Within studies of human mtDNA evolution, the observation is that many substitutions are not ancient changes shared deep within human haplogroups, but rather are new variants clustered within the tips of phylogenetic networks and found only in a small number of individuals. This implies they are mildly deleterious variants not yet selected against [23,26,30]. Studies of disease-causing mtDNA mutations show they are often heteroplasmic, and can be present at high levels without consequence for the carrier. However, once the levels exceed a specific threshold, the respiratory chain function will be impaired, causing a clinical phenotype [11]. Based on these observations, when using the mtDNA mutator mouse to study germ line transmission of mtDNA mutations, one could expect to observe the inheritance of high numbers of mutations at all sites in the early generations, which would eventually be removed from the mouse lines once their phenotypic thresholds had been crossed. Whereas the inheritance of the tRNA, rRNA, and third codon position mutations appear to be following this expected pattern (see Figures 2 and and4),4), this is not the behaviour of mutations at the nonsynonymous first and second codon positions in our mouse lines (Figure 2).

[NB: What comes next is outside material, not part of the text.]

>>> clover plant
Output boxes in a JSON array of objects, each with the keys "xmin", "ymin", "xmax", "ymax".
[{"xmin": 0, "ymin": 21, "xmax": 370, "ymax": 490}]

The strongest signature of purifying selection can be observed within mt-CO1 and mt-CO2, consistent with the very high levels of sequence conservation in these genes. The strength and speed of this purifying selection could have other effects on the mutation patterns observed in our model. The consensus view is that bi-parental recombination of mammalian mtDNA is at most extremely rare [36] and therefore selection acting at any one site in the mtDNA will affect the entire mtDNA molecule. The observed strong and rapid selection of mtDNA mutations could therefore also reduce the number of neutral variants observed, due to their linkage to deleterious mutations. This means that 4-fold degenerate sites or even noncoding mutations might not be the reliable measure of the mitochondrial neutral mutation rate. Such an underestimation of the mtDNA mutation rate using phylogenetic or population methods relative to pedigree-based observation has been reported previously [4547]. If this is the case, the models based on this assumption require recalibration.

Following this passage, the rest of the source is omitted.